In the meantime, it should be noted that the balance sheet looks clean and contains more than $2 billion in cash, not to mention a $1 billion undrawn credit line. On the other hand, we should be more cautious with the statements of the management, which explains that it has generated a positive adjusted free cash flow over the last quarter... By "adjusted", we mean that the (colossal) expenses on stock options have been restated: i.e. nearly $2 billion over the two years 2020 and 2021 alone. To be compared to a turnover of $2 billion. This means that 80% of the turnover goes into the pockets of employees in options, before paying them salaries and bonuses. This raises questions.

Compte de résultats
Projected free cash flow (Source MarketScreener with Capital IQ)

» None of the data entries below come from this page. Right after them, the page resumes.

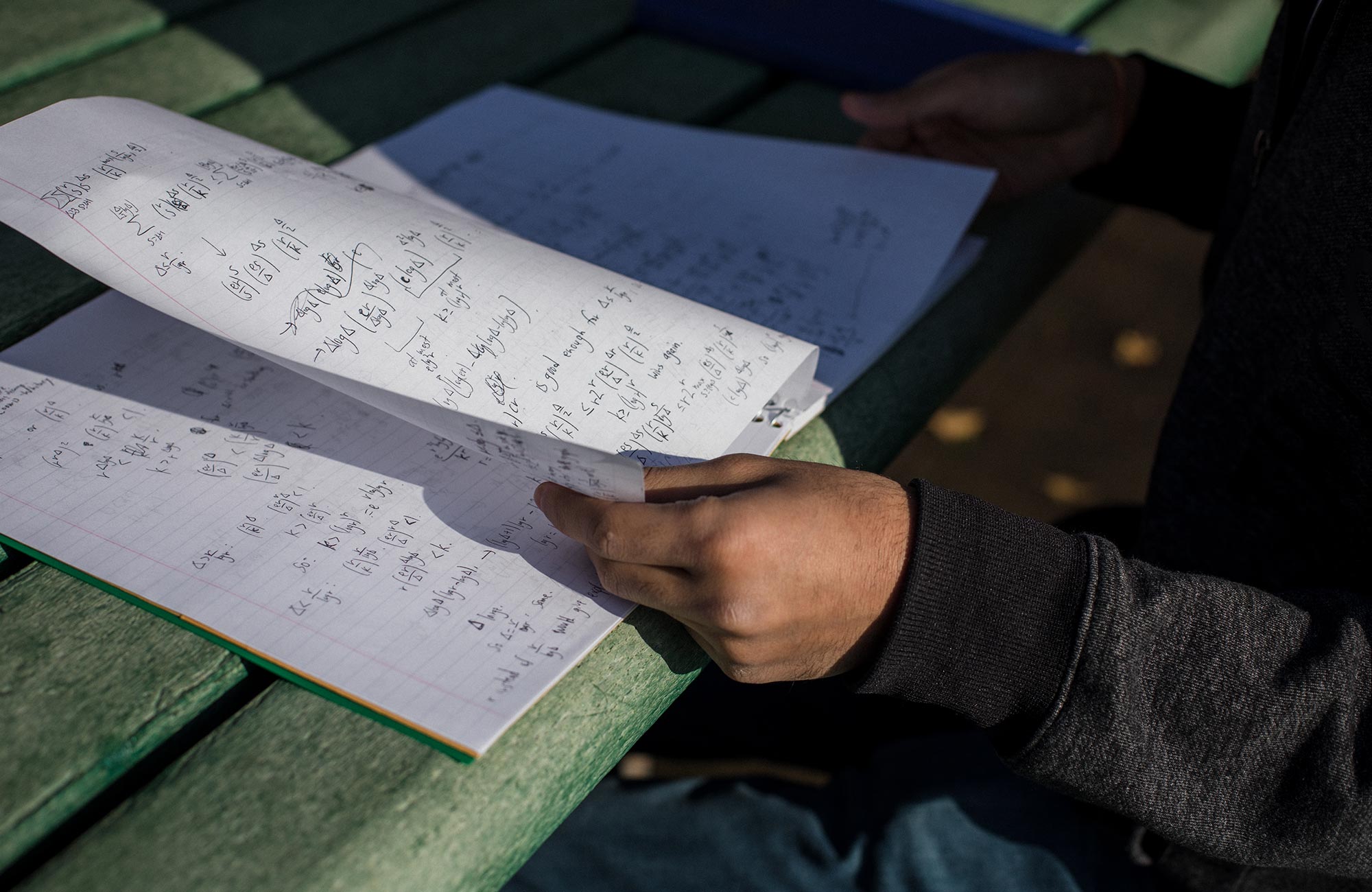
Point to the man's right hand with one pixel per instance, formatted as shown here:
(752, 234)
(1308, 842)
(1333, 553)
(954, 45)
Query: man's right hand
(1039, 119)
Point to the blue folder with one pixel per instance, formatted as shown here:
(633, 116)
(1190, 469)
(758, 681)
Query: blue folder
(858, 45)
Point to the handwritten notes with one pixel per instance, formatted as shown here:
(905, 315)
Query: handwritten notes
(434, 318)
(838, 246)
(400, 567)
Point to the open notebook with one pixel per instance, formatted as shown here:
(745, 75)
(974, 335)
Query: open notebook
(315, 426)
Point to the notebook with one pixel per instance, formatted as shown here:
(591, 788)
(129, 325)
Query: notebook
(311, 421)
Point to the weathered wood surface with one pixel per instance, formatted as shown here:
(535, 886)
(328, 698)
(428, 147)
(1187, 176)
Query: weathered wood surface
(40, 36)
(1056, 16)
(88, 687)
(1222, 40)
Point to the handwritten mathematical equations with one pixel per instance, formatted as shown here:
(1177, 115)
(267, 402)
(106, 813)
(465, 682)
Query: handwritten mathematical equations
(324, 447)
(838, 246)
(396, 566)
(431, 316)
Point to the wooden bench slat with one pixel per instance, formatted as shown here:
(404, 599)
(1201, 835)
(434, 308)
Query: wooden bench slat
(281, 38)
(1222, 40)
(389, 84)
(426, 820)
(278, 117)
(178, 69)
(300, 794)
(39, 36)
(1056, 16)
(681, 82)
(88, 687)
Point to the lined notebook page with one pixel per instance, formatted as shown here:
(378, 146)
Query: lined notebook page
(429, 315)
(396, 566)
(838, 246)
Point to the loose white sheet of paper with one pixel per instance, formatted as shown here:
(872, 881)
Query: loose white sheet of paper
(460, 329)
(833, 245)
(393, 565)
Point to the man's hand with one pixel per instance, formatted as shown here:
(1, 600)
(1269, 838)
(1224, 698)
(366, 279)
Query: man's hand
(781, 570)
(1038, 119)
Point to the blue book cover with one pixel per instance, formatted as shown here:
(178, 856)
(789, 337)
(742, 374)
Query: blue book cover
(858, 45)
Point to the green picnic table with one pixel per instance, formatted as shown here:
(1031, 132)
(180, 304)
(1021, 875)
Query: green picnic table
(135, 755)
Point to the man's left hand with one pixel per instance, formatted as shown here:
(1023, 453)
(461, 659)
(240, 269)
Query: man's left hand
(781, 570)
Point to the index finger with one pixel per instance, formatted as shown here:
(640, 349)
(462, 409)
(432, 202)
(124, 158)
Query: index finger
(633, 533)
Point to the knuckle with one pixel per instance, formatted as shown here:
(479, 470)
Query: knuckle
(604, 539)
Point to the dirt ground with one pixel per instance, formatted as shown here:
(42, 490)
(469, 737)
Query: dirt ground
(1065, 414)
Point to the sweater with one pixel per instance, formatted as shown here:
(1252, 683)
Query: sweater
(1215, 687)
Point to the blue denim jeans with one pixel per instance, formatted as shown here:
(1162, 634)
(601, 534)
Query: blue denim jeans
(938, 814)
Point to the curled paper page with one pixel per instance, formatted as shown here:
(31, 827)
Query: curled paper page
(431, 316)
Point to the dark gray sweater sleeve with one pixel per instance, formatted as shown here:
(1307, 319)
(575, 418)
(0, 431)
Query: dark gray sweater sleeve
(1225, 718)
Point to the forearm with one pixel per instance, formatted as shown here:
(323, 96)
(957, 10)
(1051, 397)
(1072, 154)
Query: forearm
(1178, 153)
(1225, 718)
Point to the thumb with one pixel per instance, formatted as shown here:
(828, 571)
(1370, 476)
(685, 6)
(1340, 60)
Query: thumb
(947, 91)
(876, 110)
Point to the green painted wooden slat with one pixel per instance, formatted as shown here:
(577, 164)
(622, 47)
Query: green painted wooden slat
(298, 794)
(1222, 40)
(36, 287)
(176, 69)
(39, 36)
(680, 82)
(278, 117)
(392, 83)
(88, 687)
(178, 10)
(385, 812)
(281, 38)
(1056, 16)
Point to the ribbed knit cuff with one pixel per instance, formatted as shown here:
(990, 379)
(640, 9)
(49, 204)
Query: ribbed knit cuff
(1179, 149)
(990, 614)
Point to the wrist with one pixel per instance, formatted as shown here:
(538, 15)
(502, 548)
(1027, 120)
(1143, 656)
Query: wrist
(1127, 79)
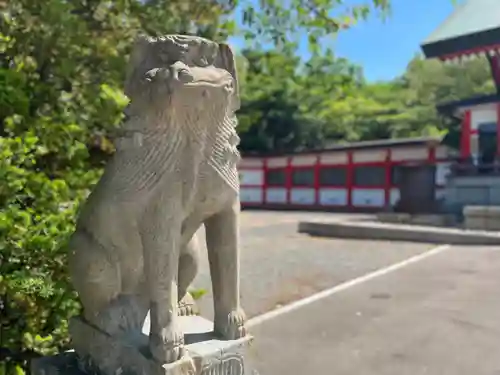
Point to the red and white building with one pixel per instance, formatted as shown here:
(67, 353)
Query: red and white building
(355, 177)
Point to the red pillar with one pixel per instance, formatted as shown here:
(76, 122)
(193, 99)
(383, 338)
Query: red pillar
(264, 184)
(466, 135)
(388, 182)
(350, 177)
(288, 176)
(498, 129)
(316, 180)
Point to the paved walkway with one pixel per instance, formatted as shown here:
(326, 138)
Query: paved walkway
(438, 316)
(279, 265)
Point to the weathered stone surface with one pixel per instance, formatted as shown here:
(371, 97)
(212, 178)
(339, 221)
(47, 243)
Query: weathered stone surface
(135, 249)
(205, 354)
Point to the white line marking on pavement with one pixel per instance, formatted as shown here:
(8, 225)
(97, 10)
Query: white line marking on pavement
(341, 287)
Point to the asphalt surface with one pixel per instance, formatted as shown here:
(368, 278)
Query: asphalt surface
(279, 265)
(440, 316)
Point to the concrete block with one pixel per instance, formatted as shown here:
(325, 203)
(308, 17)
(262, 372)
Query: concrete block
(394, 232)
(206, 354)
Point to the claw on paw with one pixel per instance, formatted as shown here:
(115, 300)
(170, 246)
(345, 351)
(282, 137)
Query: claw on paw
(168, 351)
(233, 327)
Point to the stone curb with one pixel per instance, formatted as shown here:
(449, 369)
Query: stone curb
(394, 232)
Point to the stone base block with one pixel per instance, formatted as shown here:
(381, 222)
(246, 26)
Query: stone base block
(100, 354)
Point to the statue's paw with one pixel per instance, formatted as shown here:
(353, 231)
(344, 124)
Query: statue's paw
(232, 327)
(167, 349)
(187, 306)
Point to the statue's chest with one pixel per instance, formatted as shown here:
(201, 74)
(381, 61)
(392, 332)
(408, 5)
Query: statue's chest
(213, 193)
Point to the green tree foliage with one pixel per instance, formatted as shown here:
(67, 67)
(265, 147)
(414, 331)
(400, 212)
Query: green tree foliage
(62, 64)
(290, 104)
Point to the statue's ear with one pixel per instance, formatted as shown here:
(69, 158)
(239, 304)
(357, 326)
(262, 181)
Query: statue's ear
(225, 60)
(137, 58)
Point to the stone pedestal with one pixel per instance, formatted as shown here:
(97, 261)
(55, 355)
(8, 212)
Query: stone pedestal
(206, 354)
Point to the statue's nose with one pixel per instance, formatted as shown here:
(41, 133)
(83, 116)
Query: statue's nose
(228, 87)
(181, 72)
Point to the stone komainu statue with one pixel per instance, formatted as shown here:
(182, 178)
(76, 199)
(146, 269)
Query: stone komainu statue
(134, 248)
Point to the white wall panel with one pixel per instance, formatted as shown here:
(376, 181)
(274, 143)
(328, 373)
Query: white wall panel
(251, 176)
(275, 195)
(333, 197)
(368, 197)
(250, 195)
(302, 196)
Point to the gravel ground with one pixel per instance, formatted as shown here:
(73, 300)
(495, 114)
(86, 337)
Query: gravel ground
(279, 265)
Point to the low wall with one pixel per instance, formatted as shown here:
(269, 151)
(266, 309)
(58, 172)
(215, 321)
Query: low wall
(393, 232)
(437, 220)
(482, 217)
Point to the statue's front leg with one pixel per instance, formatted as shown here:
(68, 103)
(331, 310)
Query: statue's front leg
(222, 233)
(161, 237)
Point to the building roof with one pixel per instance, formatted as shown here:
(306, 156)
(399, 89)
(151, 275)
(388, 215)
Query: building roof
(379, 143)
(473, 27)
(449, 109)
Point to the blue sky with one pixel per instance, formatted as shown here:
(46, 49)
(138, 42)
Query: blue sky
(384, 47)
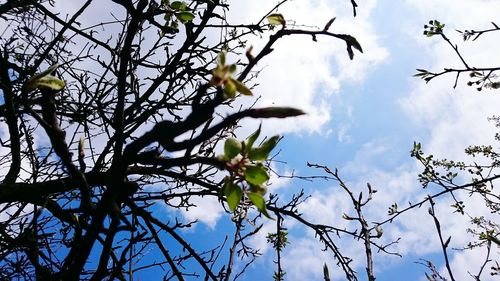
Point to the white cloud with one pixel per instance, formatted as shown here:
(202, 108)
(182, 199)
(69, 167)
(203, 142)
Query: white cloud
(307, 74)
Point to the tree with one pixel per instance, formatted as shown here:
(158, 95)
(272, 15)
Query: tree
(104, 121)
(451, 177)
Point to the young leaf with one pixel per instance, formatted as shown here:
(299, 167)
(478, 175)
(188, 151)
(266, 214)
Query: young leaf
(240, 87)
(178, 5)
(259, 202)
(350, 52)
(261, 153)
(251, 139)
(233, 195)
(326, 274)
(230, 89)
(185, 16)
(328, 24)
(276, 19)
(47, 82)
(231, 148)
(221, 59)
(277, 112)
(256, 175)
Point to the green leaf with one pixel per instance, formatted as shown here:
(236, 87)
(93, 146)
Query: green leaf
(232, 147)
(240, 87)
(256, 175)
(251, 139)
(259, 202)
(185, 16)
(277, 112)
(178, 5)
(45, 82)
(276, 19)
(350, 52)
(326, 274)
(233, 195)
(44, 79)
(221, 58)
(261, 153)
(232, 68)
(354, 42)
(230, 89)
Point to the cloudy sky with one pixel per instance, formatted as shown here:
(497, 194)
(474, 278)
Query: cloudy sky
(364, 115)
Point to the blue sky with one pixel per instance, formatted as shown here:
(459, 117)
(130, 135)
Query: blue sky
(363, 117)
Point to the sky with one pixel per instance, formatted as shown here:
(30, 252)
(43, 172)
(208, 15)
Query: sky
(362, 118)
(365, 114)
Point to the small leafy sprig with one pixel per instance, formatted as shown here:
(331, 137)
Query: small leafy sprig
(222, 77)
(247, 174)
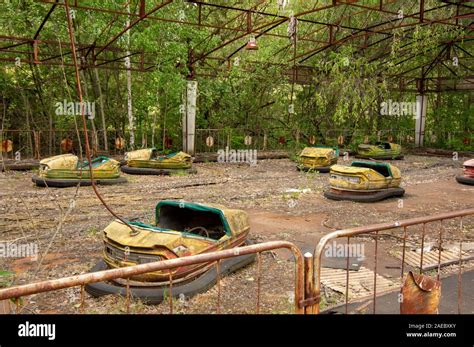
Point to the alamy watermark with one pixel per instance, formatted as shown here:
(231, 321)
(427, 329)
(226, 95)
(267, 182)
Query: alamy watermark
(13, 250)
(227, 155)
(396, 108)
(344, 250)
(78, 108)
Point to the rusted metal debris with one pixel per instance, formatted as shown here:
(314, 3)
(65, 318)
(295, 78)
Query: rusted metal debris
(420, 295)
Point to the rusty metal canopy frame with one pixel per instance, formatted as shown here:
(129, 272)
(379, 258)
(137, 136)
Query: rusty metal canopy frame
(262, 19)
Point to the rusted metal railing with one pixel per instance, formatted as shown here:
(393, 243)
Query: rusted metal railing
(373, 230)
(17, 292)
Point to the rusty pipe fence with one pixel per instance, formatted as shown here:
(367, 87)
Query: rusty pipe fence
(17, 292)
(307, 278)
(374, 231)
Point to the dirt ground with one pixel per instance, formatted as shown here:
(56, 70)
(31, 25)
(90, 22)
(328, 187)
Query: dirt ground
(69, 234)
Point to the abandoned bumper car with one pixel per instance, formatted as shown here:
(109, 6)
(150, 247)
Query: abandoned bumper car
(67, 171)
(317, 158)
(380, 150)
(149, 162)
(364, 182)
(468, 177)
(182, 229)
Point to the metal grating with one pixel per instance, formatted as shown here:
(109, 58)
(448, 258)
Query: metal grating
(361, 283)
(430, 259)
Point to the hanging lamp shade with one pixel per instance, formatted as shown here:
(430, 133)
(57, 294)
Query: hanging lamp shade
(252, 44)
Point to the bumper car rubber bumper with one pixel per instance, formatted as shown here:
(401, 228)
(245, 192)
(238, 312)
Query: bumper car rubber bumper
(64, 183)
(372, 196)
(149, 171)
(323, 169)
(155, 295)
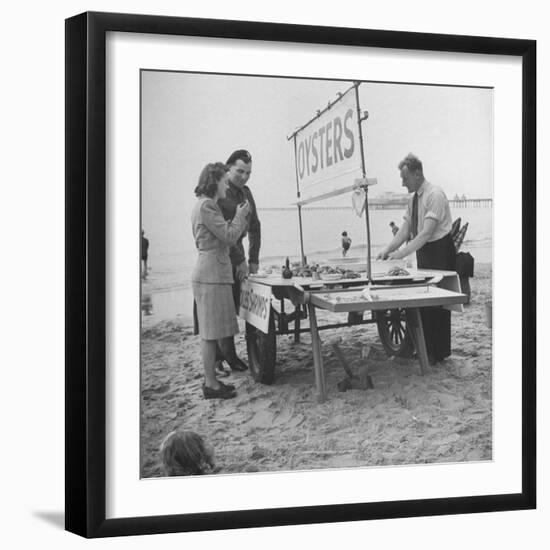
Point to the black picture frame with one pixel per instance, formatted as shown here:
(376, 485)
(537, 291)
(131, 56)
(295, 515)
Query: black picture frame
(86, 269)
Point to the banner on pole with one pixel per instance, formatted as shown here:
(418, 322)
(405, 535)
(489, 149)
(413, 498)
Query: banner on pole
(328, 150)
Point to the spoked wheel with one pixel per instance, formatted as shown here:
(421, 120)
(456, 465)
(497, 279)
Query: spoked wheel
(262, 352)
(393, 332)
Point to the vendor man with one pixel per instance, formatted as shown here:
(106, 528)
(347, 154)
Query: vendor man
(426, 227)
(240, 167)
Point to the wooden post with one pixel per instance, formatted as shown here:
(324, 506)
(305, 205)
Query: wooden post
(317, 356)
(414, 322)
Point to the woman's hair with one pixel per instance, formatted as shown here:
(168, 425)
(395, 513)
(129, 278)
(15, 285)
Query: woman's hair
(184, 453)
(210, 176)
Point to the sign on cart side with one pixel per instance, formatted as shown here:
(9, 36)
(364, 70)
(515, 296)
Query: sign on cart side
(255, 304)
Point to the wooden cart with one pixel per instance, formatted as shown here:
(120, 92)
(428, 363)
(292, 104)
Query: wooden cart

There is another mystery. The adjusted free cash flow does not include the numerous investments in small start-ups that Palantir makes. This seems strange, since these small companies are Palantir's clients. The latest annual report is quiet on strategy but still gives a glimpse of the system. The total value of contracts signed with these holdings/clients was $768M at the end of 2021... To be compared with a total value of contracts at the same time of about $3.8 billion, or about 20% of the total. We should not jump to conclusions, but the least we can say is that this is something to watch.

Palantir, retour à la case départ
Palantir, back to square one

The company has its dark side,  and a speculative quality, very much linked to the Peter Thiel "cult". You either love it or you hate it, in short. It was way too expensive at the time of the introduction, but it went up to USD 45 because everyone was buying anything at the time. Now the stock is back to just above the IPO price. It's still very expensive despite the 80% drop from the highs, unless you think the earnings trajectory will eventually catch up with the growth trajectory.